Source: Privacy Commissioner
Question
Answer
What is a non-OneDrive example of where content stores are risky?
Shared file servers, Dropbox, and email inboxes are all non-OneDrive examples. From a governance standpoint, personal OneDrive should be treated as temporary storage for drafts, not for long-term collaboration.
Wouldn’t AI assess value (also) based on date and on words like ‘draft’? Can it be told to e.g disregard a doc with ‘confidential’ in the title or filename?
Yes, AI can be trained to factor in metadata like document age or certain keywords. But this approach is limited and unreliable on its own. A much safer and more robust method is to apply sensitivity labels and metadata rules that formally control how content is handled. For example, Microsoft 365 tools allow you to restrict AI access based on classification, file type, or protection labels – making it much easier to enforce privacy at scale.
For your recruitment example, what about the situation where we ‘keep a CV on file for future opportunities’? Is that not really a realistic thing to do?

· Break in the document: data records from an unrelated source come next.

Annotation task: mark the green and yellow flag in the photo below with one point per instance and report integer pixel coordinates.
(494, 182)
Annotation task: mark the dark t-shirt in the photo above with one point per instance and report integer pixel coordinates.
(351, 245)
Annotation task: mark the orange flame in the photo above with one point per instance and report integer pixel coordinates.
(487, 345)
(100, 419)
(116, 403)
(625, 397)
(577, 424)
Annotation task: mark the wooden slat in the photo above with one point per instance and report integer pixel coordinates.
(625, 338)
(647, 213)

It’s a common practice, but it needs to be done with care. You should define a retention period (e.g. 12 months), communicate this to applicants, and allow them to request deletion after the recruitment process. Also consider legal hold requirements, in case the process is challenged. Ideally, this is built into your recruitment case file template with the default settings pre-applied but flexible for roles like a Chief Executive.
How does one get buy-in from leadership to prioritise these strategies?
Focus on risk. Identify the highest-risk content (e.g. HR, contracts, or customer data), quantify the potential fallout of a breach, and show how practical steps can reduce exposure. You could use this session’s video or invite an external review to present findings. Often, a short, high level assessment is enough to spark action, especially when linked to regulatory or reputational risk.
Is Teams not safe? Is SharePoint safer to collaborate internally with staff?
They work together. Teams stores files in SharePoint and OneDrive behind the scenes. Both can be made safe with the right setup: applying retention rules, sensitivity labels, metadata, and access controls. What matters is structure. For example, a recruitment team site can be tightly scoped with the right protections, so that only authorised people can access specific content and only for as long as it’s needed.
Love the approach to start with high-risk areas for labelling etc. HR, Legal – where else should we start?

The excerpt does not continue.